The lovers who defied gods.
The cursed girl who broke her own chains.
The billionaire CEO who became something darker, sharper, and more devoted than divinity had ever planned.
Dominic was no longer a man.
He was a storm in a suit.
Lyra was no longer a curse.
She was the cause.
---
On the fourth night, Dominic dragged her to the war room, slammed her against the ancient table, and whispered:
"I want you to mark me."
Lyra's eyes glowed. "You already bear my scars."
"No. Not scars. A brand. Make me yours. Forever.

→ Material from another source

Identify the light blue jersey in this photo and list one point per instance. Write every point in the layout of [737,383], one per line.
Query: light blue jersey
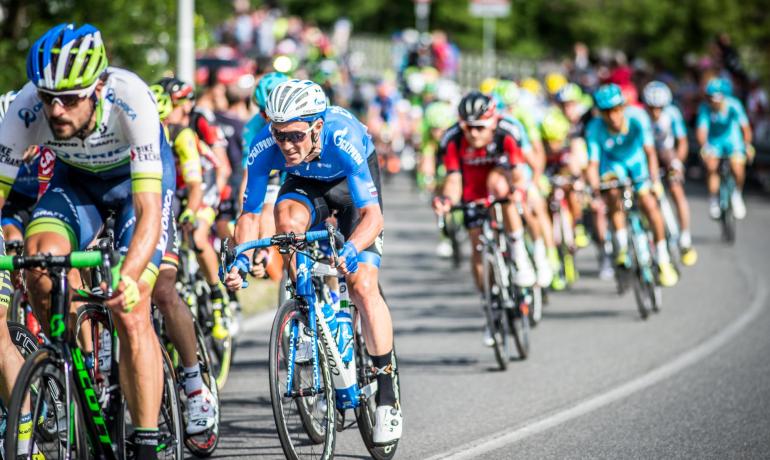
[346,146]
[725,137]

Let them all see it."
She didn't hesitate.
She bit into his neck, deeper than skin.
And she whispered her name in his blood.
When she was done, a sigil burned across his collarbone—a crown of thorns wrapped around a serpent's kiss.
The mark of her.
---
In the dark hours, Lyra often wondered:
Would they survive this?
Would the gods come crashing down with swords of light and flames of judgment?
Would the love she'd built from blood and ash be enough to burn through eternity?
Dominic answered her with silence.
And with every stolen touch.
Every whispered moan.
Every time he begged to serve her—not as a god, not as a king, but as a man who had chosen his doom.
---
On the seventh night, just before war could ignite, they stood on the tower balcony.
The moon had turned black.
An eclipse.
A sign.
"Are you ready?" she asked him.
Dominic turned to her, eyes like ruin. "I was born for this."
She smiled.
"No. You were born for me."
And when their lips met again, the stars above them blinked.
Because nothing in heaven or hell had ever dared to love like this.